The underwater mountain that pits Spain against Morocco

The Atlantic Ocean seen from Lanzarote, in the Canary Islands, on December 9th.
3 min

Spain and Morocco recently held their thirteenth high-level meeting. The encounter confirmed that we are witnessing a shift in the center of gravity of border tensions between the two countries. Traditionally, media attention and political rhetoric have tended to focus on territorial disputes surrounding the cities of Ceuta and Melilla and, tangentially, on the surrounding islands, islets, and rocks (Chafarinas Islands, Vélez de la Gomera, Perejil, etc.). Migration dynamics have often served as a spark to reignite tensions that hang over these territories and that, intermittently, have been on the bilateral negotiating table since Morocco's independence in 1956. Meanwhile, the lack of official delimitation of maritime borders had remained discreetly in the background.

Morocco continues, and will foreseeably continue, to claim sovereignty over Ceuta and Melilla. The two cities—and the disputed territories surrounding them—will surely remain central to the externalization and instrumentalization of migration controls, forming part of the perennial bilateral quid pro quo. However, it is becoming increasingly clear that the true epicenter of the Spanish-Moroccan strategic rivalry is no longer on the North African coast, but submerged in the waters of the Atlantic. And particularly around a fascinating underwater mountain called the Tropic Seamount.

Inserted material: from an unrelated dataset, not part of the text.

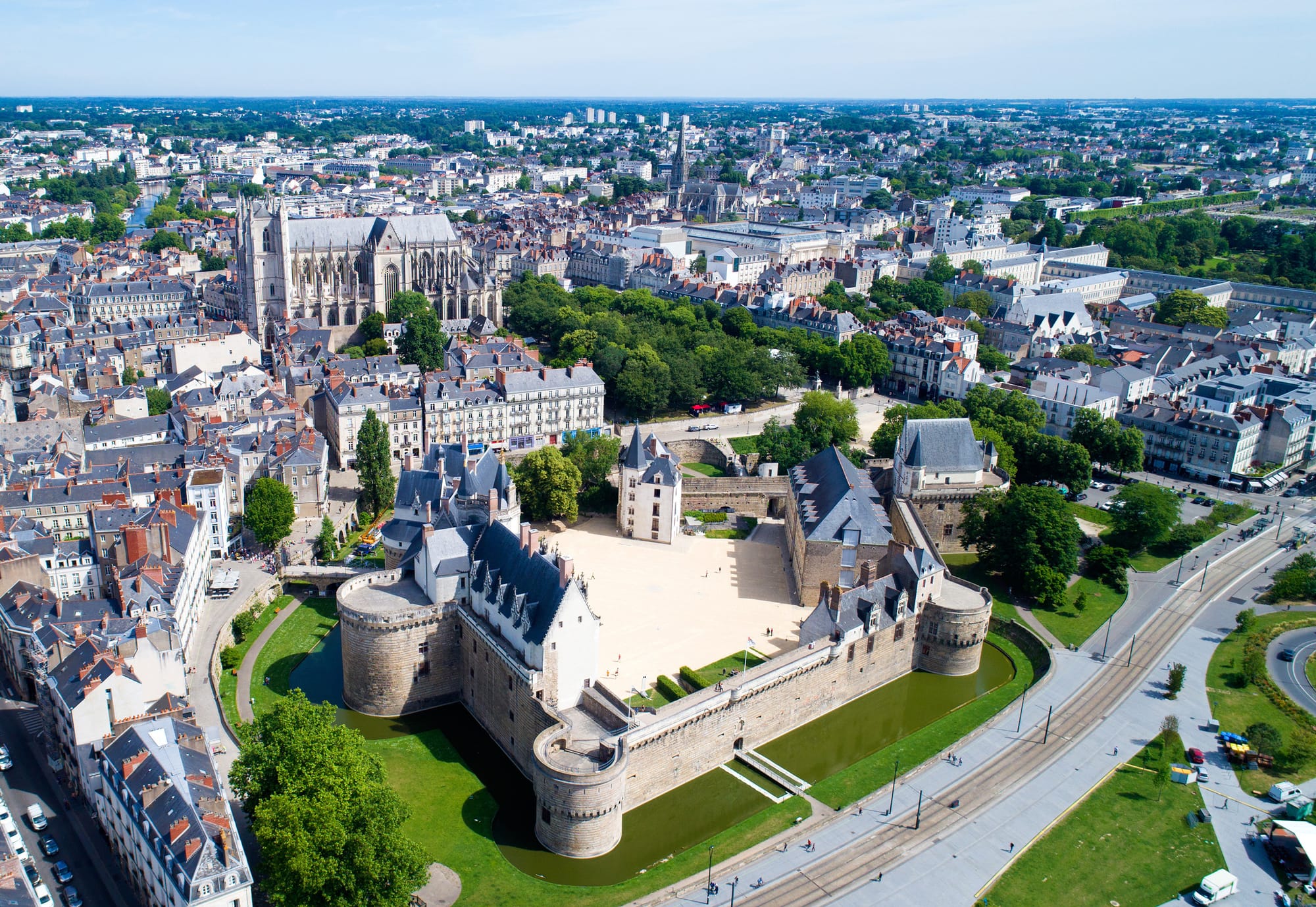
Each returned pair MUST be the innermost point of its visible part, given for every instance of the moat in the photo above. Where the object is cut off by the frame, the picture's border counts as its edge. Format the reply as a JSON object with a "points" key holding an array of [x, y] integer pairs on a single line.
{"points": [[697, 810]]}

As the British geographer Klaus Dodds reminded us a few years ago in his bookBorder WarsFuture border conflicts will increasingly spill over into settings such as outer space or the abyssal depths. Dodds warned us that the catalyst for these new conflicts would be the rivalry for control of strategic resources that were until recently inaccessible, but which technology is now making available. The dispute between Spain and Morocco over Mount Tropic is a textbook example of this type of new "border war."

Located southwest of the island of El Hierro, this guyot (an ancient, submerged, flat-topped volcanic mountain) holds a veritable treasure trove of tellurium, cobalt, and rare earth elements. In a context where the European Union is scrambling to achieve strategic autonomy and decarbonization, the potential control of these minerals—crucial, for example, for manufacturing high-performance solar panels or batteries for electric vehicles—places this dispute in tropical latitudes at the heart of the geopolitical landscape.

The dispute has two inseparable dimensions. On the one hand, there is the technical overlap of the continental shelves claimed by Spain (with its 2014 UN request for extension) and Morocco (with its 2020 laws). On the other, there are the delicate Saharan ramifications of the dispute. It is worth recalling that Morocco delimits its exclusive economic zone using the Sahara as a reference point. The coast of Western Sahara – a territory awaiting decolonization according to international law. In this corner of the Atlantic, where the Tropic and its resources have lain dormant for millions of years, international law and realpolitik now clash stridently.

It is well known that the rules-based international order is not at its best. The instruments available to states for resolving border disputes or for developing unfinished decolonization processes are not functioning with the necessary agility. And in this context, the temptation to seize the opportunity and use legal means is growing in foreign ministries everywhere.

The border dispute surrounding Mount Tropic serves as a warning of the kind of tensions that will shape global geopolitics in the coming years. While we observe the legal maneuvers and diplomatic acrobatics that Spain and Morocco employ to redraw the boundaries of their sovereignty—indirectly weakening the aspirations of common neighbors with dwindling international influence—we should not lose sight of another border. This is the line that separates those who are thrilled at the prospect—still distant—of exploiting the strategic resources concentrated in deep-sea locations like Mount Tropic from those who shudder at the thought of a genuine environmental disaster resulting from the race to extract minerals from the seabed.